Build “digital twin” with ease using AWS IoT TwinMaker – Software

The concept of digital twin was first conceived by Michael Grieves from the University of Michigan in 2002. However, the first working system was only developed in 2010 by NASA, in an effort to improve their spacecraft via digital representation.

Digital twin, which is a virtual, usually 3D model of a physical entity, has become more relevant due to the technological advances in machine learning that can be applied via digital representation to “real” situations, systems & environments.

The thing is that although these models are undoubtedly useful, they are very difficult to build. So industry struggled to simulate environments, which they needed in order to quickly & effectively find solutions to problems or improve aspects of production or other factors. AWS, understanding this gap in the market, recently introduced the AWS IoT TwinMaker.

Amazon’s vision is to make it simple to build connected digital twins for a variety of use cases that can be updated with live data to drive solutions or conceptualize business outcomes. The key difference between traditional models & digital twins is the “real-time” flow of information, which updates the simulation to accurately offer an exact representation of the physical situation. Let’s look at an example to illustrate the point: consider a packing machine in a large concern that is required to “work” at optimum speed to get the job done, but also to “work” at a conservative pace so that it doesn’t overheat & reduces its own “working life”.

The machine needs to be “calibrated” to produce the best outcome for the manufacturing concern it’s “working” for. Data feed to the machine’s digital twin will gauge its temperature & “feed” it into an AI, ML environment to suggest the best “working” pace to produce the most effective outcome.

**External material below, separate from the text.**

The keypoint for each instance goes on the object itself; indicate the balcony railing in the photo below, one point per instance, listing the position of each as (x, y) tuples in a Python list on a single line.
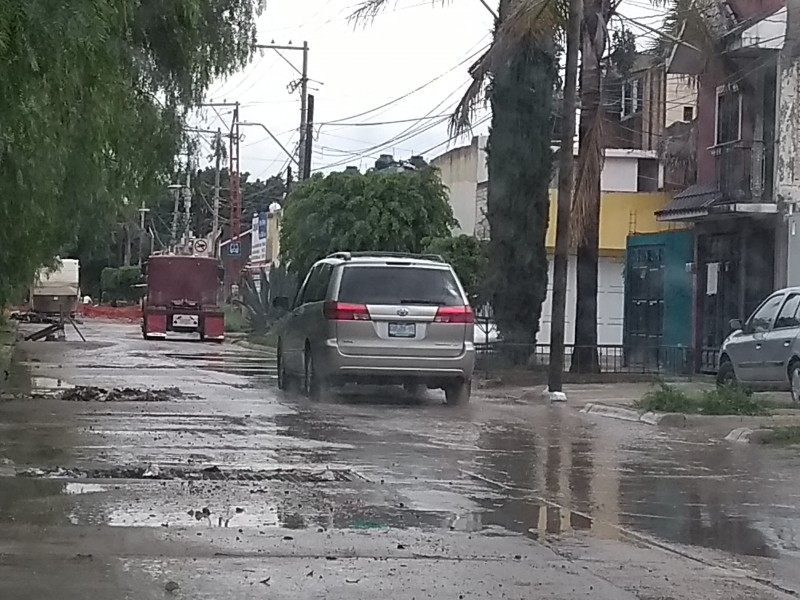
[(740, 171)]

Digital twins are challenging to build. An accurate digital model must be first built, it, then, must be “connected” with sensors to the physical entity, data from a variety of sources might be required & visuals must be delivered to the end-user that are useful (usually via the Web).

AWS has developed a variety of tools to ease this process:

  1. Model Maker – allows users to develop a workspace that offers a visual model of the physical entity it represents. The tool is flexible & “intelligent” enough to create a digital twin graph of a real-world system.
  2. Components – associate entities with connectors & draw in data from various sources into a central store on the workspace.
  3. Scene Composer – console-based 3D scene composition tool that supports previously built 3D CAD models (which the system converts to a usable format). Visual assets can be “placed” to represent their “real-world” counterparts, tagged & connected to useful data, such as operating manuals & so forth.
  4. Applications – provides a plug-in for Grafana & Amazon Managed Grafana to create dashboards. 3D scenes can be embedded on the dashboard. Other useful tools, such as a video player, hierarchy browser, time-series data charts & tables can also be added. The dashboards use AWS IoT TwinMaker’s unified data access APIs to populate the widgets used.